Sementara, biaya Visa Multiple Entry (beberapa kali masuk) naik menjadi Rp3.300.000 dari sebelumnya Rp660.000. Lalu, untuk Visa Transit, resmi ditiadakan dari sebelumnya yang harus membayar Rp80.000. Kenaikan biaya visa Jepang ini berlaku mulai 1 Juli 2026 yang merupakan penyesuaian tarif pertama dalam 48 tahun terakhir.
Ada beberapa alasan mengapa biaya Visa Jepang naik hingga 5 kali lipat. Pertama, Pemerintah Jepang menyesuaikan biaya administrasi akibat inflasi serta kenaikan biaya operasional. Kedua, penyesuaian ini juga menyetarakan tarif dengan negara-negara G7 lainnya. Ketiga, kebijakan ini berlaku untuk semua warga negara asing, termasuk pemilik paspor Indonesia.
Namun, bagi warga negara Indonesia, ada tips khusus bepergian ke Jepang tanpa harus membayar biaya visa. Tips ini dilansir Riwara.id dari akun Instagram @ditjen_imigrasi, Kamis 27 Agustus 2026:
- Pemegang paspor elektronik Indonesia dapat menikmati fasilitas bebas bisa (Visa Waifer) untuk kunjungan singkat ke Jepang tanpa harus membayar biaya visa reguler.
- Biaya pembuatan paspor elektronik adalah Rp650.000 untuk jangka waktu 5 tahun.
- Biaya pembuatan paspor elektronik adalah Rp950.000 untuk jangka waktu 10 tahun.
- Pendaftaran dilakukan melalui aplikasi M-Paspor yang dapat diunduh melalui Google Play atau App Store.
Pembuatan Paspor Elektronik (e-paspor) dapat dilakukan secara online melalui aplikasi M-Paspor dari Direktorat Jenderal Imigrasi.
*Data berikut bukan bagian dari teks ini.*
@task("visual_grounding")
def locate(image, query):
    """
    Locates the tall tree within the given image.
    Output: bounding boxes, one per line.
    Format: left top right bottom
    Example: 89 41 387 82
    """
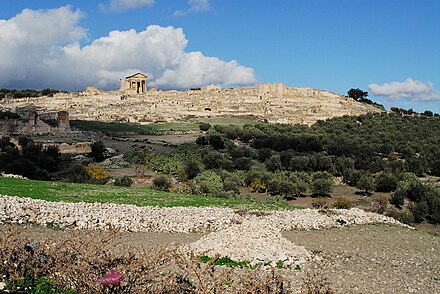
347 88 368 101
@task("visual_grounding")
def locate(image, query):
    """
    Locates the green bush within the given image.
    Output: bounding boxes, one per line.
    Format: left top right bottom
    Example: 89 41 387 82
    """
267 173 296 196
376 172 397 192
264 154 282 172
312 178 334 196
183 160 200 180
390 188 406 208
207 132 225 150
385 206 414 225
113 176 133 187
199 123 211 132
356 174 375 195
153 176 171 191
84 164 110 184
332 197 353 209
234 157 252 170
90 141 107 162
194 170 224 194
411 201 429 223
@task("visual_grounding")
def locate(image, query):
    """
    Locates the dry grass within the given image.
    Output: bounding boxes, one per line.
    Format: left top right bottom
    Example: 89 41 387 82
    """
0 225 312 293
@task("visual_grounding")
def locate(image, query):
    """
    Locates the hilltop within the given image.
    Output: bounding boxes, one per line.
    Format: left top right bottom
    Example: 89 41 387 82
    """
0 83 382 125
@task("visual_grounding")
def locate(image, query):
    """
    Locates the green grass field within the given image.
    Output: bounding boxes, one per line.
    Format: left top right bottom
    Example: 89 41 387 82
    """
0 178 292 210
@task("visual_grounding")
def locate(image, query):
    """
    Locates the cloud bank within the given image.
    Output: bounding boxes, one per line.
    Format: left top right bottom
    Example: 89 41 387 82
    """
0 6 256 90
368 78 440 101
174 0 211 16
99 0 155 12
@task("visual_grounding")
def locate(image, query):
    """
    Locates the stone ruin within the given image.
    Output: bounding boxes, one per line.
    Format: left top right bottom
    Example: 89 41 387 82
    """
0 73 383 126
0 110 70 134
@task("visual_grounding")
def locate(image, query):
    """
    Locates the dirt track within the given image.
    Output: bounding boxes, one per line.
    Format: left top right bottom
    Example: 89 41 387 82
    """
4 225 440 293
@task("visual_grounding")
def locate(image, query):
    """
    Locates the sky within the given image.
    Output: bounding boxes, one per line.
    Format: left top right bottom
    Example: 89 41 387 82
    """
0 0 440 113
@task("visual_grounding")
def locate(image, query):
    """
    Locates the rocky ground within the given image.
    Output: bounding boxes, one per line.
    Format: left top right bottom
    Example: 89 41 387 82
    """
0 196 440 293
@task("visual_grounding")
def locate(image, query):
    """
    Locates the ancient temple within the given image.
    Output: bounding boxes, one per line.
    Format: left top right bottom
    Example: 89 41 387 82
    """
120 72 148 94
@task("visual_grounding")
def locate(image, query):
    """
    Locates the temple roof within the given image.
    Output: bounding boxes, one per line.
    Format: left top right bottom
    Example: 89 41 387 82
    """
125 72 148 79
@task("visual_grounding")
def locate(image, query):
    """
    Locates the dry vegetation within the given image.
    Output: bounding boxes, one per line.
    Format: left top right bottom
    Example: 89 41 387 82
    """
0 225 330 293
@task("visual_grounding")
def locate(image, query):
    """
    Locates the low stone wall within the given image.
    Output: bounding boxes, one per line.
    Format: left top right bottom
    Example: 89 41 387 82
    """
0 196 403 233
0 196 410 268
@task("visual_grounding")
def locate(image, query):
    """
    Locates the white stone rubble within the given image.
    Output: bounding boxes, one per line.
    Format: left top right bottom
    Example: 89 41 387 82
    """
0 195 406 267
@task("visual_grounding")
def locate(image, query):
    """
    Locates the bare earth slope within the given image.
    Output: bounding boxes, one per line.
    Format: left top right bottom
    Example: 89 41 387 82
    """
4 225 440 294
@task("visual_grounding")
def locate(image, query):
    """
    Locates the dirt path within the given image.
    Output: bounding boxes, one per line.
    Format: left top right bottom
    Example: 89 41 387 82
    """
283 225 440 294
0 225 440 293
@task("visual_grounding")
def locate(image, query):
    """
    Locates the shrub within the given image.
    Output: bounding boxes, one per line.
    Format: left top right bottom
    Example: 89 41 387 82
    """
84 164 110 184
183 160 200 180
385 206 414 225
397 172 421 191
249 179 267 193
207 133 225 150
194 170 224 194
332 197 353 209
312 197 328 208
343 168 362 186
406 183 429 202
264 154 282 172
376 172 397 192
234 157 252 170
153 176 171 191
356 174 375 195
312 172 335 196
267 174 295 196
113 176 133 187
196 136 208 146
390 188 406 208
199 123 211 132
90 141 107 162
62 164 89 183
411 201 429 223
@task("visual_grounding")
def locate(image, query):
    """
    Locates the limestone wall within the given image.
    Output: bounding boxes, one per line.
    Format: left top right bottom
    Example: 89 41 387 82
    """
0 83 380 125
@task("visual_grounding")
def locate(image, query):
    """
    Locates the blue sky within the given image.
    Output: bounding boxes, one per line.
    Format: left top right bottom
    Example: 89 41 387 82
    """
0 0 440 112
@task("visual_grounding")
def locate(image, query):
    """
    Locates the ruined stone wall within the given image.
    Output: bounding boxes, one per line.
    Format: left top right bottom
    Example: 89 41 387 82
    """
0 83 380 125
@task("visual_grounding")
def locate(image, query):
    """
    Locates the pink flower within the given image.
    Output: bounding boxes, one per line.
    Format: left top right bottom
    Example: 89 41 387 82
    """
94 269 124 287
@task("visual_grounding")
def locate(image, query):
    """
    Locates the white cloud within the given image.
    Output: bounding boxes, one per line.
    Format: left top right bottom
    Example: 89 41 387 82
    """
368 78 440 101
188 0 210 11
99 0 155 11
0 6 256 90
174 0 211 16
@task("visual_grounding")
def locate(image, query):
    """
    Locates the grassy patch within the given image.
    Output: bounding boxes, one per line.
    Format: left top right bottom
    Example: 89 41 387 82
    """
0 178 290 210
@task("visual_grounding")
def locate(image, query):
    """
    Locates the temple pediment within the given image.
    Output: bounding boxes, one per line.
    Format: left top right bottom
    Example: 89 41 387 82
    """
126 72 148 79
120 72 148 94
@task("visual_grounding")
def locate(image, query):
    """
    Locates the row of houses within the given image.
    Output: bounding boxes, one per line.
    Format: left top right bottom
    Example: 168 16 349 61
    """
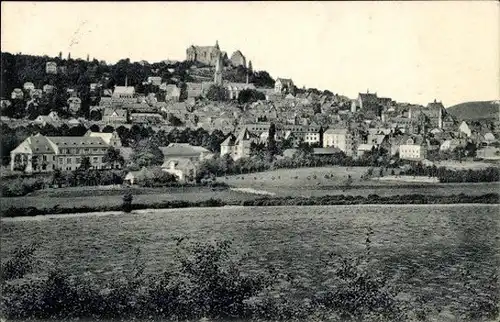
10 131 214 184
221 124 500 161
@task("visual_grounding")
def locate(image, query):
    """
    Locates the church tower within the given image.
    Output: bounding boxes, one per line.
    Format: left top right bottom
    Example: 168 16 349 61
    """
214 53 224 85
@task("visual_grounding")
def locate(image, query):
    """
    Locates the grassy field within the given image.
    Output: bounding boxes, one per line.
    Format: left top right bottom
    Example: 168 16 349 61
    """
0 167 500 210
0 186 255 209
0 205 500 320
217 166 368 188
217 167 500 197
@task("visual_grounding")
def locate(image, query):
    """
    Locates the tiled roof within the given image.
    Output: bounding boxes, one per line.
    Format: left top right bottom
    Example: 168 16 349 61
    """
160 143 210 157
48 136 107 148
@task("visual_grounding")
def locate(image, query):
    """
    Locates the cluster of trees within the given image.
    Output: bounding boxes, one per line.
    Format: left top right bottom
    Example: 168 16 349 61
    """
0 124 226 166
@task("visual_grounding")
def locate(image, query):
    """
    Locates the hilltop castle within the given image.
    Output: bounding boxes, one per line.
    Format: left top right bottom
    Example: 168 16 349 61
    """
186 41 246 67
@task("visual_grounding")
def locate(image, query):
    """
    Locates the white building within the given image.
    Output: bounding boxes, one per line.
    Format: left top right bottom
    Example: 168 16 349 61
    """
399 139 426 161
458 121 472 137
161 158 196 181
323 129 354 156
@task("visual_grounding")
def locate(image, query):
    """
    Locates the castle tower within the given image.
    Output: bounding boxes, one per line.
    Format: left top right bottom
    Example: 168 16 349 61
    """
214 53 224 85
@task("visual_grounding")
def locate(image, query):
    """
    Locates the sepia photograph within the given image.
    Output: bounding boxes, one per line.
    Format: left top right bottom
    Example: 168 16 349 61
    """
0 0 500 322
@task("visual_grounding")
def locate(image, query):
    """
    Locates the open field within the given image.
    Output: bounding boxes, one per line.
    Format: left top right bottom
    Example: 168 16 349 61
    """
217 167 500 197
0 205 500 314
217 166 368 188
0 186 255 210
0 167 500 210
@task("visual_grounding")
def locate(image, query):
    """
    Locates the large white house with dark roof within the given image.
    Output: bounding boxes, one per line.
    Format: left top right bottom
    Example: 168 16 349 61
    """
10 131 121 173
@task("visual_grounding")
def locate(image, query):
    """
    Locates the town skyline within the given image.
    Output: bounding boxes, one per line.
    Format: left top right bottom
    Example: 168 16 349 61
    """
2 2 500 106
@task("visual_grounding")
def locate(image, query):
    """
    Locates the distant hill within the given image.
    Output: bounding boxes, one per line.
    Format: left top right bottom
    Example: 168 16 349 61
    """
446 101 500 121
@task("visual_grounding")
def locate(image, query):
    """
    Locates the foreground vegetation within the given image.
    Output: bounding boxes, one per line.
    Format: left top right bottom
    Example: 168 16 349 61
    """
1 236 499 321
0 192 500 217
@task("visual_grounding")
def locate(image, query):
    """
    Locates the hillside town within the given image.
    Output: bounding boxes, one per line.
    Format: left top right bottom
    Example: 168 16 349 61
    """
1 41 500 184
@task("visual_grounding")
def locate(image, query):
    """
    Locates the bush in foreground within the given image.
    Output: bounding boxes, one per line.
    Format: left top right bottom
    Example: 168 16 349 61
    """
1 240 420 320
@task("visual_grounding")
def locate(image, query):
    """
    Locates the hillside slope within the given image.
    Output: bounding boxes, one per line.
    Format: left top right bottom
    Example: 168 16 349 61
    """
446 101 500 121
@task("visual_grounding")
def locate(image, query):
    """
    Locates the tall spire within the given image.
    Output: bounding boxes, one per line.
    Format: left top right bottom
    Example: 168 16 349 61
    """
214 53 224 85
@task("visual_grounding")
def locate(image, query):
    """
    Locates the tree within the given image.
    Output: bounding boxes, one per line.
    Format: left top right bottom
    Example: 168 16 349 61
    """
102 125 115 133
238 89 266 104
206 85 228 102
122 190 134 212
132 139 164 167
267 123 278 162
78 157 92 171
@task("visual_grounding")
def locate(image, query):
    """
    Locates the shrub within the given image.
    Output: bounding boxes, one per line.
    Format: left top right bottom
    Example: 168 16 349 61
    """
122 191 134 212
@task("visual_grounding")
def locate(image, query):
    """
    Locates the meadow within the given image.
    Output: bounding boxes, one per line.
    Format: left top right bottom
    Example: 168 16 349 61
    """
0 205 500 320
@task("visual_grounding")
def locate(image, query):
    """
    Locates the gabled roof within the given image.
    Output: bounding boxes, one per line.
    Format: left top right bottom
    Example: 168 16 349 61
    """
85 130 113 144
159 143 211 157
113 86 135 95
48 136 107 148
161 158 194 170
103 107 127 117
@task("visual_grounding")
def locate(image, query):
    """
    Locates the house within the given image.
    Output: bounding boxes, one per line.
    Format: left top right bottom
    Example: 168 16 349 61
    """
356 143 377 158
148 76 161 86
45 61 57 74
23 82 35 92
31 88 43 99
186 41 227 66
186 82 213 98
160 143 213 164
165 84 181 102
67 97 82 113
313 148 342 156
220 128 259 160
458 121 472 137
323 128 354 156
225 83 255 99
274 78 294 93
10 88 24 100
102 107 127 123
161 158 196 182
123 167 155 185
10 130 122 173
32 111 61 127
90 83 101 92
111 86 135 98
130 113 163 124
230 50 247 67
84 130 122 149
358 91 382 117
476 146 500 161
439 139 464 152
42 84 54 94
399 138 426 161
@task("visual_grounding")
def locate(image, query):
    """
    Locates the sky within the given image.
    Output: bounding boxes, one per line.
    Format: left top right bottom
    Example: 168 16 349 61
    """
1 1 500 106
Berikut ini cara mudah membuat e-paspor:
Persyaratan Dokumen
- KTP Elektronik yang masih berlaku.
- Kartu Keluarga (KK).
- Dokumen tambahan (akta kelahiran, ijazah, buku nikah, atau surat baptis) yang memuat nama, tanggal lahir, dan nama orang tua.
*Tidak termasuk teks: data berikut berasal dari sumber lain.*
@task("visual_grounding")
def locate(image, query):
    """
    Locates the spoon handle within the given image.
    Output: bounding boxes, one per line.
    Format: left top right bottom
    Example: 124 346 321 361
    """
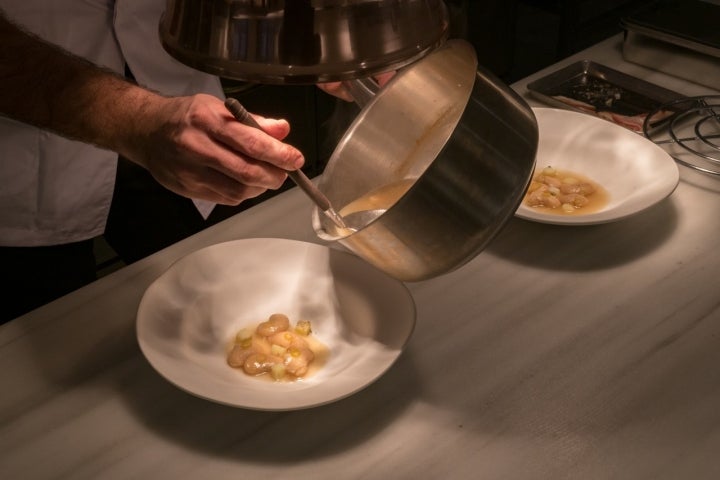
225 97 334 213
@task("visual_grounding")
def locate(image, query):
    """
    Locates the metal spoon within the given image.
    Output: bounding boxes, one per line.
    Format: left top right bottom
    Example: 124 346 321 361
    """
325 208 387 238
225 97 348 229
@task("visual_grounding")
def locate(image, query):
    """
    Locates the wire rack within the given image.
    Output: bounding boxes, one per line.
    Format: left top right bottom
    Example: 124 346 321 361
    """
643 95 720 176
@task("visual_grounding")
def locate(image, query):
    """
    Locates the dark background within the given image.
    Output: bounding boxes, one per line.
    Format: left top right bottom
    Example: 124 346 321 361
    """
224 0 662 180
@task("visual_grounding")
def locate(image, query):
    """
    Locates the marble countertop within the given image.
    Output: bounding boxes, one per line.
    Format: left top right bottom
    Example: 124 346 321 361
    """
0 37 720 480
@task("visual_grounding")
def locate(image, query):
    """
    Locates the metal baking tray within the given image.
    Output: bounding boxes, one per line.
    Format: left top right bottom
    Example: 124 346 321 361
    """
527 60 685 132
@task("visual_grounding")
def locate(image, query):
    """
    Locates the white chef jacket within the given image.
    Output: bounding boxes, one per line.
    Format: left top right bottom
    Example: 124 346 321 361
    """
0 0 223 246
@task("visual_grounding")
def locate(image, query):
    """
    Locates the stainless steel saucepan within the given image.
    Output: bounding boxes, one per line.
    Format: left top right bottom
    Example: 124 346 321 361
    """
312 40 538 281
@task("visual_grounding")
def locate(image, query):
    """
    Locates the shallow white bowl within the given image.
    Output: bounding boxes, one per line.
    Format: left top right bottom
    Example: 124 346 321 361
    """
137 238 415 410
516 108 680 225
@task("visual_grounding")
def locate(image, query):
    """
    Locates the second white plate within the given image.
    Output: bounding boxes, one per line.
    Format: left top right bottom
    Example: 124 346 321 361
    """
516 108 680 225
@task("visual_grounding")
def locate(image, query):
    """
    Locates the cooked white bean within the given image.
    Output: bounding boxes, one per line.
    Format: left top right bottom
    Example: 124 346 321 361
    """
257 313 290 337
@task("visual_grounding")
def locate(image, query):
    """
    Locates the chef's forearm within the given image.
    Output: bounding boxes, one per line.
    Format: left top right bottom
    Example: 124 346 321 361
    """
0 12 161 160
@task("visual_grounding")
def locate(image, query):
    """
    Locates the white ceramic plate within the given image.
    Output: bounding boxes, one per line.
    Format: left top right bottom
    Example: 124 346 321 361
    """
516 108 680 225
137 238 415 410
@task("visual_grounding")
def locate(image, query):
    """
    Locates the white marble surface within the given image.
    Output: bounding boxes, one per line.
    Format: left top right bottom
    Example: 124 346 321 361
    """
0 37 720 480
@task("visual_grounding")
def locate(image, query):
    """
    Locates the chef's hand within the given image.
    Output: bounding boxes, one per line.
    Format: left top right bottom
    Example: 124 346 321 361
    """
0 10 304 205
121 94 304 205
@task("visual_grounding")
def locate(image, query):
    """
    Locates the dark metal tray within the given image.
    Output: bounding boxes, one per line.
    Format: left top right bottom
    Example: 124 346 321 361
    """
527 60 685 131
Langkah Pembuatan e-Paspor
1. Unduh aplikasi M-Paspor melalui Google Play Store atau Apple App Store.
2. Buat akun baru dengan mengisi data diri dan verifikasi kode lewat email.
3. Pilih menu permohonan paspor baru, lalu pilih jenis Paspor Elektronik (pilih masa berlaku 5 atau 10 tahun).
4. Unggah foto scan persyaratan dokumen dengan jelas di aplikasi.
5. Tentukan lokasi kantor imigrasi terdekat dan jadwal kedatangan.
6. Dapatkan kode billing dan bayar lewat ATM, mobile banking, atau kantor pos sebelum batas waktu habis.
7. Bawa semua dokumen asli beserta fotokopinya dan bukti pendaftaran ke kantor imigrasi sesuai jadwal untuk foto, sidik jari, dan wawancara.
Mulai 1 Juli 2026, Pemerintah Jepang memberlakukan kebijakan kenaikan biaya visa hingga 5 kali lipat. Warga negara Indonesia bisa gratis visa dengan membuat Paspor Elektronik.